Seule ce qu’on a appelé la deuxième gauche et la CFDT ont commencé à mener une réflexion sur nos manières de produire et nos modes de vie, mais l’autogestion et les nouvelles régulations ont vite laissé la place à un simple accompagnement, à peine social, du néo-libéralisme.
Dans les années 90, le syndicalisme des SUD, avec l’altermondialisme, ont remis au premier plan les valeurs défendues par la CFDT des années 70 : écologie, autogestion, féminisme, auxquelles se sont ajoutés la lutte contre les oppressions de classe, de race et de genre.
Dans le même temps sont apparus les théoriciens de la décroissance, en premier lieu Serge Latouche, Dominique Méda et Paul Ariès. Les nombreux essais de Latouche critiquent tous les économistes, la notion de développement durable et pointent la nécessité de consommer moins et de produire différemment. Plus récemment, Ariès aborde aussi les questions du bien vivre, du bien vivre, de la gratuité et des communs, afin de soustraire des pans entiers d’activité à la prédation capitaliste.
Ces penseurs – on pourrait en citer d’autres comme Georgescu-Roegen, le père de la décroissance – ont approfondi les concepts des pionniers de la critique du productivisme, de la société de consommation et de l’aliénation contemporaine que furent des philosophes comme André Gorz, Jacques Ellul ou Ivan Illich. Il fallait déconstruire la vision « croissantiste » des économistes classiques, ceux-là même qui voyaient dans la hausse du PIB la source du bonheur universel.
Il ne s’agit pas ici d’emboîter le pas des penseurs catastrophistes de l’effondrement, dont Pablo Servigne ou, plus connu, Yves Cochet, mais, à la manière d’un Jean Gadrey (2), de se demander ce qui doit croître et ce qui doit décroître, d’aller vers la sobriété énergétique, l’emploi sans la croissance (à l’inverse de la croissance sans l’emploi actuellement) et de critiquer l’aberration anthropologique que sont les indicateurs économiques dits de production de richesse.
Pour Gadrey, la croissance ne reviendra pas et il est vain de l’attendre.

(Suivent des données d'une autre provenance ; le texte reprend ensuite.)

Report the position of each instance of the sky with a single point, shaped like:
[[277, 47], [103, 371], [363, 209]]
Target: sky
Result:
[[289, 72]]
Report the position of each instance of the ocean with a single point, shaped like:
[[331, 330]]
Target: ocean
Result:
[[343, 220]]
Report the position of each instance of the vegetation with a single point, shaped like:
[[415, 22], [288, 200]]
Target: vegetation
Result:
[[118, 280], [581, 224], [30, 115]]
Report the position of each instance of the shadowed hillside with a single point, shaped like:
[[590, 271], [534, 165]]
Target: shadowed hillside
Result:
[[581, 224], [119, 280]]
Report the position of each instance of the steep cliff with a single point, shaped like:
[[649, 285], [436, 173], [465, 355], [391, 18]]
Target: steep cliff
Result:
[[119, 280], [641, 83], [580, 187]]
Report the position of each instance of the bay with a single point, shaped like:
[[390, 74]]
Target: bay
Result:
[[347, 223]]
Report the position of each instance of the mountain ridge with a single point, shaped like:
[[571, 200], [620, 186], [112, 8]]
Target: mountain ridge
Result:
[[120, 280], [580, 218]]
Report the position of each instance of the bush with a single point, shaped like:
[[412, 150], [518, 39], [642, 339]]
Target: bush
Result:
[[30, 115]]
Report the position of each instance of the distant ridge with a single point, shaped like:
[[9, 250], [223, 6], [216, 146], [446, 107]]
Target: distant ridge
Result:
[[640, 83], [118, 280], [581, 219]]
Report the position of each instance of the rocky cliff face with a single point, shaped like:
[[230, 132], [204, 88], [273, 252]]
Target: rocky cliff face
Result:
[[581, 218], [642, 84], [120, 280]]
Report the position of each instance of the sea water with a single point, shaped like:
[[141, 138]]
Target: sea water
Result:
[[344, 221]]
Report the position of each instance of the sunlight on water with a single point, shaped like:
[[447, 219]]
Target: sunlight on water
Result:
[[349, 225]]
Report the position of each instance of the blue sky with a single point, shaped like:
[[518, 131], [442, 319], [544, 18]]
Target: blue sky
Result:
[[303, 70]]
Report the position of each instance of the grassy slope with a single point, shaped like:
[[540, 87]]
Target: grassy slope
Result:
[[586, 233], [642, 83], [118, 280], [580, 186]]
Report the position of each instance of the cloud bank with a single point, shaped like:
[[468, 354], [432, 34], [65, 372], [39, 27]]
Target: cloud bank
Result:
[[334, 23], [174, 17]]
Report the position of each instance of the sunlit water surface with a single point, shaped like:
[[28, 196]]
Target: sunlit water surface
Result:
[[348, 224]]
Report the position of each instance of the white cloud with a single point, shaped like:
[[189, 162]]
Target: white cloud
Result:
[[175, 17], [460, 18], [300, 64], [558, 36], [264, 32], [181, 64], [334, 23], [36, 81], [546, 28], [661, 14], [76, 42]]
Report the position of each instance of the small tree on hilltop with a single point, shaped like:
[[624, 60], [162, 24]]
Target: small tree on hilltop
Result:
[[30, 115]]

Au lieu de lancer des incantations à la croissance comme d’autres imploraient les dieux de la pluie, mieux vaut limiter nos besoins à l’essentiel, travailler moins pour travailler tous et dépendre le moins possible des énergies carbonées. Défaire ce qu’ont fait de nous la publicité et le marketing.
La décroissance – raisonnée – est aussi liée à des questions qui font débat dans la société, comme le revenu inconditionnel ou la lutte antinucléaire et anti-productiviste. Des questions qui divisent aussi la gauche, politique comme syndicale. On est en tout cas à la croisée des chemins, à la grande bifurcation, où il devient urgent de modifier radicalement – ou progressivement selon le degré d’urgence estimé – nos modes de vie, donc nos façons de produire et de consommer.
Le bien vivre et la sobriété plutôt que la mort par asphyxie avec les grands projets inutiles et l’aliénation consumériste des Amazon et des GAFA, des multinationales et des banques. Le choix paraît clair, même si malheureusement pas pour tout le monde, car le capitalisme financiarisé nourrit une caste de possédants qu’il faudra contraindre pour nous laisser respirer.
Sur les moyens, c’est une autre histoire, un autre débat qui engage de nouvelles formes de pouvoir, d’institutions, de démocratie autant dire. Des questions que les nouveaux secteurs militants doivent prendre à bras le corps.
(1) : Libérer Le Travail, sous-titré Pourquoi la gauche s’en moque et pourquoi ça doit changer ? Le Seuil 2018.
(2) : Adieu À La Croissance – Les Petits Matins 2010.